Alongside the buzz, however, is concern about how expensive such products are compared to more mundane but potentially more effective strategies. "The idea of investing public funding in individualised nutritional products that tweak beneficial or undesirable aspects of our genetic predisposition is absurd in a country with a high incidence of saturated fat-related disease - especially in a country that is failing to take action to reduce the production of fatty foods," says Tim Lang, professor of food policy at City University.

All of which is not to say that genetic medicine has nothing to offer. There are no doubt major breakthroughs in the pipeline that may provide acceptable treatments for inherited cancers and other diseases. An awareness of family health history may also prove a useful tool in health promotion, once the research to back it up has been carried out.
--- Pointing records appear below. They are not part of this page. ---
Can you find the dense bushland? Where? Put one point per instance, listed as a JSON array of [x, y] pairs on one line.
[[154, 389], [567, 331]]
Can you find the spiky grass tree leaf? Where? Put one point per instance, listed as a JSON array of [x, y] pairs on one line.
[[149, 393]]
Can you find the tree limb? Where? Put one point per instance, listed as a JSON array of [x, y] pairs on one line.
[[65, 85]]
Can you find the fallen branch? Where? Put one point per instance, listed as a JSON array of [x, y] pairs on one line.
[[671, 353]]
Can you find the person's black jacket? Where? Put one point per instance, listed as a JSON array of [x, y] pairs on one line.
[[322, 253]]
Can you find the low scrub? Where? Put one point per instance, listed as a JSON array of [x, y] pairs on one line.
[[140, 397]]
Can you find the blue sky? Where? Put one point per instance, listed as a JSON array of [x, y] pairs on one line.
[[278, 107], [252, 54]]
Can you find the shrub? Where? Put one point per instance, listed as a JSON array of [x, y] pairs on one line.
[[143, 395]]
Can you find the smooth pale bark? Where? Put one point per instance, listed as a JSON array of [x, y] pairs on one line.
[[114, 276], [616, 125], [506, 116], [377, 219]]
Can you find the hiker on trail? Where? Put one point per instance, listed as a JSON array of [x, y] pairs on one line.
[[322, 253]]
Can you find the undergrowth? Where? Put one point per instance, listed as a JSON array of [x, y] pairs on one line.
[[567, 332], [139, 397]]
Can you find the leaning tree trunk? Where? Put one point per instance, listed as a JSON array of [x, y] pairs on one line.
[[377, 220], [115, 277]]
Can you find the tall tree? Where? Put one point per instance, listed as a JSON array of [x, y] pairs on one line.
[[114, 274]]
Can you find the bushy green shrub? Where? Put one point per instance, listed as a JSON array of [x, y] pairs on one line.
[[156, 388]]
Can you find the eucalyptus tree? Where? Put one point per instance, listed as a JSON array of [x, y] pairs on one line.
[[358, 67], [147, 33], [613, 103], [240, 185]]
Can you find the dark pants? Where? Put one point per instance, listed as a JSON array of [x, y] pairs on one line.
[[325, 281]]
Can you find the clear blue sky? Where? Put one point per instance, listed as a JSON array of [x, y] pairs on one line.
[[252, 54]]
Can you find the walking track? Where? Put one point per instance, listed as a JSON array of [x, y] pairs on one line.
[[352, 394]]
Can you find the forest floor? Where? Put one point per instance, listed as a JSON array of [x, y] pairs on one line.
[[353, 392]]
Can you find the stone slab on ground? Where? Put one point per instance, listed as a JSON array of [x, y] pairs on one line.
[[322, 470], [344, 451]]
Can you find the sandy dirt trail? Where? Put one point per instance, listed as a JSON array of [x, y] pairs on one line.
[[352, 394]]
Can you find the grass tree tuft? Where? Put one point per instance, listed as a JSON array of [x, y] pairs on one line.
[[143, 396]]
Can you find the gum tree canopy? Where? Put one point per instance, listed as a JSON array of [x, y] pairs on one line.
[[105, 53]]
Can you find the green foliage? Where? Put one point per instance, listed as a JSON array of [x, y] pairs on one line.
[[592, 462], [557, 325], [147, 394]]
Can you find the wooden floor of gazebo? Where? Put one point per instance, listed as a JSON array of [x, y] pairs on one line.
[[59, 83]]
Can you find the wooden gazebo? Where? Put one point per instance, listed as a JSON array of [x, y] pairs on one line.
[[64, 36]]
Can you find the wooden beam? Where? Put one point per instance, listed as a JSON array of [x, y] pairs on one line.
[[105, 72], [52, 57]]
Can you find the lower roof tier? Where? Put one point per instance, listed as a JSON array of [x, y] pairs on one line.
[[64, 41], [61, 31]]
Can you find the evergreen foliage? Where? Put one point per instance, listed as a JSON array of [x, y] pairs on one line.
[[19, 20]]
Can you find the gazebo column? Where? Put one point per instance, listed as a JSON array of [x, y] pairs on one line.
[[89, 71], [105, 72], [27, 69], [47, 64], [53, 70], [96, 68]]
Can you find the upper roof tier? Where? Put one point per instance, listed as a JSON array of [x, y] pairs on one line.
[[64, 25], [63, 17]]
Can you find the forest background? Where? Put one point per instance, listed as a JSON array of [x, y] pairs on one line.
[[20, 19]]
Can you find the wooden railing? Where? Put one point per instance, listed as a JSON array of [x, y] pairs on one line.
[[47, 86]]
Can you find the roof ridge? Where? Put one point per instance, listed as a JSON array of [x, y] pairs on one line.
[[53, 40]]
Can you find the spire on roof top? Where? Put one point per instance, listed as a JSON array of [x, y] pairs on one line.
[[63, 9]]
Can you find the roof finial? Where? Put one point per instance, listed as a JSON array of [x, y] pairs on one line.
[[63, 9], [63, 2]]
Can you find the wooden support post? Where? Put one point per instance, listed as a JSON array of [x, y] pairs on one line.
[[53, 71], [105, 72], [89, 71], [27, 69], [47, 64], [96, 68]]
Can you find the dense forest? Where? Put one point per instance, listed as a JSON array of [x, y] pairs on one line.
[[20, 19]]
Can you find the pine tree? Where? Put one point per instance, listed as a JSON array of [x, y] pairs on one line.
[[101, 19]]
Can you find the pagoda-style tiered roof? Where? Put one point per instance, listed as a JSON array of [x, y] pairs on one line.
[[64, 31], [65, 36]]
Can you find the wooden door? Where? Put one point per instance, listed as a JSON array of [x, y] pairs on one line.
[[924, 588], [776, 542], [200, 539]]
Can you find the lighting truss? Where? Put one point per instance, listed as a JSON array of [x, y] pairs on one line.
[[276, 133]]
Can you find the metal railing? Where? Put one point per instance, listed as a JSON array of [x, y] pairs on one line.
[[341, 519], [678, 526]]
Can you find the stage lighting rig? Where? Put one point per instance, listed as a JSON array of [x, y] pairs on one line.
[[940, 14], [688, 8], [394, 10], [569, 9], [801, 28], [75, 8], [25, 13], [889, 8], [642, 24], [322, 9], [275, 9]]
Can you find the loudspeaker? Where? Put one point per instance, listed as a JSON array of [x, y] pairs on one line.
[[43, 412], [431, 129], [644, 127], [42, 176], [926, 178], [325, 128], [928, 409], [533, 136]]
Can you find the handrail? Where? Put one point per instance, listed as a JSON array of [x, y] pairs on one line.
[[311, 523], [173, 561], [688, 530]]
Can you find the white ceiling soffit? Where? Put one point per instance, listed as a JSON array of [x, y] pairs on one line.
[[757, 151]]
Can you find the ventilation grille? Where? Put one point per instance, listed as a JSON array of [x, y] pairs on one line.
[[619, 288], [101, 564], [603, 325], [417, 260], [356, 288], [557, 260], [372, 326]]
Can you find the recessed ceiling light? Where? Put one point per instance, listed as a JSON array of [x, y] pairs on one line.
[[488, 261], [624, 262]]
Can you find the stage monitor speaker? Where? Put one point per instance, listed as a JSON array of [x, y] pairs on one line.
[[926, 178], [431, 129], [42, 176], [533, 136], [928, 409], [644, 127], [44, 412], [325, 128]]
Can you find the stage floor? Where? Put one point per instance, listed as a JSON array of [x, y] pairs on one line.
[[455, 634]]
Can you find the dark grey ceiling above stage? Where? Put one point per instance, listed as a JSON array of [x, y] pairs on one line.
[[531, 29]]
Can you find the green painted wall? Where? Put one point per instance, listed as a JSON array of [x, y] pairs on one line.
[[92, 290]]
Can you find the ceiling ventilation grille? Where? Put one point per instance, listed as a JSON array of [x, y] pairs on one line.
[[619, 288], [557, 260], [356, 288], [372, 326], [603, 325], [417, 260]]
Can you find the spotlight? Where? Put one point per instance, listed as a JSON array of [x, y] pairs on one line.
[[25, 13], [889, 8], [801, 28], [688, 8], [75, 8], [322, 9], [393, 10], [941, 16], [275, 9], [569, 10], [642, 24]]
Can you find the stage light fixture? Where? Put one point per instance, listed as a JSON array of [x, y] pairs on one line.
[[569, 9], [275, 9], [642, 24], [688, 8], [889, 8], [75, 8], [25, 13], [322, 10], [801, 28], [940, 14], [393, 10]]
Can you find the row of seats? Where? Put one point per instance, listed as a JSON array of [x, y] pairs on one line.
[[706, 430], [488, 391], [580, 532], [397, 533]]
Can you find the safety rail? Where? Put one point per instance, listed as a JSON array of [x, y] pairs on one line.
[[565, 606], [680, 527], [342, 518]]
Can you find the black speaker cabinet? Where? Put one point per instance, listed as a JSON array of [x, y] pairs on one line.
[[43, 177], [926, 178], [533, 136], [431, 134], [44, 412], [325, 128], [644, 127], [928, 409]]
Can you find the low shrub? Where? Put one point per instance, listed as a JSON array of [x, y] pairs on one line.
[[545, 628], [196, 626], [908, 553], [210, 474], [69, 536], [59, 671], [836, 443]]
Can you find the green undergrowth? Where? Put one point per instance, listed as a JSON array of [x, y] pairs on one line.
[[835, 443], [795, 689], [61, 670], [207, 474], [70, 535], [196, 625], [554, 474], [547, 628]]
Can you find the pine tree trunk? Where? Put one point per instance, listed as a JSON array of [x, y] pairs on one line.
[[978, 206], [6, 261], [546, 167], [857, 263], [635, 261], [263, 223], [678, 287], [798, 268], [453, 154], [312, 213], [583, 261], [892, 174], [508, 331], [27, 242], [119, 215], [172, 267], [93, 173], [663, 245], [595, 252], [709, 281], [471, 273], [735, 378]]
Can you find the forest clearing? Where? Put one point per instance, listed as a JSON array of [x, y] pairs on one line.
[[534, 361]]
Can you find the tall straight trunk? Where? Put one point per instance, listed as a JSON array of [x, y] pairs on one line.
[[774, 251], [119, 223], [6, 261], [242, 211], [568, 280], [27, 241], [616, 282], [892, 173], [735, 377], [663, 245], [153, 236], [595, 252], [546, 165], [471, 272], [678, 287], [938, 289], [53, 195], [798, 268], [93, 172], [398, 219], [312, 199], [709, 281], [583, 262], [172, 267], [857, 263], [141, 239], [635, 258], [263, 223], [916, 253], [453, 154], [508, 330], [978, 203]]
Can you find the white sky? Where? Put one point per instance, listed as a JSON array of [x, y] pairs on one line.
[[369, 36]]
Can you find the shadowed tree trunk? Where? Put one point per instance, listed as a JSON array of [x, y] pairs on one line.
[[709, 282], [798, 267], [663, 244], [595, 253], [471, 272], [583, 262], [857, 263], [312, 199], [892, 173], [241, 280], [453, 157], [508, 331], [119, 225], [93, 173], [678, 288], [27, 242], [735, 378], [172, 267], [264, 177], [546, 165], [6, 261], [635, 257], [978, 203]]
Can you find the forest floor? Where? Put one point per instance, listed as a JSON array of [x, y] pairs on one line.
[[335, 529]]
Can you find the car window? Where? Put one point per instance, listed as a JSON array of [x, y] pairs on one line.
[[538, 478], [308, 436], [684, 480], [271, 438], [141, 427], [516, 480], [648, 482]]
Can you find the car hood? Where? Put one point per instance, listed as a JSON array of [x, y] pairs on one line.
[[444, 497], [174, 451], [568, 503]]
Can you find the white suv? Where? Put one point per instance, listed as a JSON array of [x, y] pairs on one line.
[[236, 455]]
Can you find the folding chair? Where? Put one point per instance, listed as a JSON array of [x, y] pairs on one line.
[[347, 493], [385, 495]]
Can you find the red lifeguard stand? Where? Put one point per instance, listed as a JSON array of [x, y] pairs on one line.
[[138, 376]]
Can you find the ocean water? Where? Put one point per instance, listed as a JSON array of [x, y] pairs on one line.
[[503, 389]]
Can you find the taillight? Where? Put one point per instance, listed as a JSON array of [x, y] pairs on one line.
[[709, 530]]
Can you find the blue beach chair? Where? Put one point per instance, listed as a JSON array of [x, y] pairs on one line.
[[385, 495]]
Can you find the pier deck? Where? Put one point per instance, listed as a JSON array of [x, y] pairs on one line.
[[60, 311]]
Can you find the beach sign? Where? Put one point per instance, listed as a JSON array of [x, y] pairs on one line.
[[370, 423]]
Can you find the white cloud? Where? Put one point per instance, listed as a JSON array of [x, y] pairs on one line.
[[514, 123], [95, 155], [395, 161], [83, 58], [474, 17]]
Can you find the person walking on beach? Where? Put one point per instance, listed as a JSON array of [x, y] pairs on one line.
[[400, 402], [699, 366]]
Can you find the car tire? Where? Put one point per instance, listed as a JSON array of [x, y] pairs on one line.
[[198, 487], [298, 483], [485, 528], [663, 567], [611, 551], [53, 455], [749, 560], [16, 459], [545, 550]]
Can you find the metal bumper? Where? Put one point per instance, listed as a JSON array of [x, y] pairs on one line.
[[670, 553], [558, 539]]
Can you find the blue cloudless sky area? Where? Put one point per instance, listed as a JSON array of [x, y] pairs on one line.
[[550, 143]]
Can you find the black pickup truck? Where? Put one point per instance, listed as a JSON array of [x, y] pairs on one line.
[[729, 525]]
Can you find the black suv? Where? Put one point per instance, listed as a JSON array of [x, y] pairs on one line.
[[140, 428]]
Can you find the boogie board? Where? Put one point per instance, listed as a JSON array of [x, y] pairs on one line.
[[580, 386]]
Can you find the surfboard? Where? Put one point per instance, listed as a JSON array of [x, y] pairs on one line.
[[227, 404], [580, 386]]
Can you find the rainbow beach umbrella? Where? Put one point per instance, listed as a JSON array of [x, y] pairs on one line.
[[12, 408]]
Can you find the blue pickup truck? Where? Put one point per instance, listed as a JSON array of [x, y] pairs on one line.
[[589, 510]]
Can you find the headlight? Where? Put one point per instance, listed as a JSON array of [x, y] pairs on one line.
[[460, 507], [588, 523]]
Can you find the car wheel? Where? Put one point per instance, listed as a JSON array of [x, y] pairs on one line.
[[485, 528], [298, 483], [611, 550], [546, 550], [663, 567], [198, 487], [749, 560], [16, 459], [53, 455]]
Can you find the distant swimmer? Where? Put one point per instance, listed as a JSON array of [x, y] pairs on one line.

Meanwhile, a cautious approach to the benefits of genetic testing seems sensible - particularly when it comes to priorities for funding. Take the well-equipped local authority gym that recently opened down the road from me, which is much cheaper to use than a private health club. Such a facility should do more to cut the risk of heart disease and cancer for local grandmas and grandchildren alike than any amount of spending on nutrigenomics or genetic testing.

Five ways to screen your genes

Embryo testing (pre-implantation genetic diagnosis or PIGD)

For couples at high risk of passing on a serious genetic disease such as cystic fibrosis or haemophilia who are prepared to undertake embryo screening as part of an IVF cycle. It's not available on the NHS and each procedure requires individual approval by the Human Fertilisation and Embryo Authority. There have been less than 100 births using PIGD so far in UK.

Blood test in adults

For close relatives of people diagnosed with an inherited disorder where a single gene has been identified. These include:

* Huntington's disease: a genetic blood test for this progressive disease, which affects people from their thirties onwards, passed on via a single gene from one parent, has been available for more than a decade. With no treatment available, only around 18 per cent of children of diagnosed sufferers opt to have the test.

* Familial adenomatous polyposis coli (FAP): a blood test can pick up about 85 per cent of people at risk of this rare and severe form of bowel cancer - but it is normally used in families of people diagnosed with the disease.

* Five per cent of cases of breast cancer are caused by a mutation of the BRCA1 or 2 gene, increasing the 12 per cent lifetime risk facing Western women to around 80 per cent. With at least 100 different mutations of this gene, it is difficult to test for without a blood sample from a close relative.

Cascade screening

For close relatives of people diagnosed with a treatable inherited disorder where there is no genetic test as such. The test covers disorders including:

Tay-Sachs disease

* Familial hypercholesterolaemia (inherited high cholesterol)

* Sudden cardiac death

* Fragile X syndrome (inherited mental impairment)

More frequent conventional screening for anyone whose family history suggests they have a high risk of developing diseases including:

Bowel, breast and ovarian cancer for people who have more than one relative who was diagnosed with the disease under the age of 50.

Heart disease in people who have one or more relative who was diagnosed in men under the age of 40 and women under 50.

Commercial genetic testing

Widely available in the US and on the internet, attempts to sell unregulated and unproven genetic tests linked with dietary advice, either on the high street or through alternative practitioners and GPs, have been banned in the UK.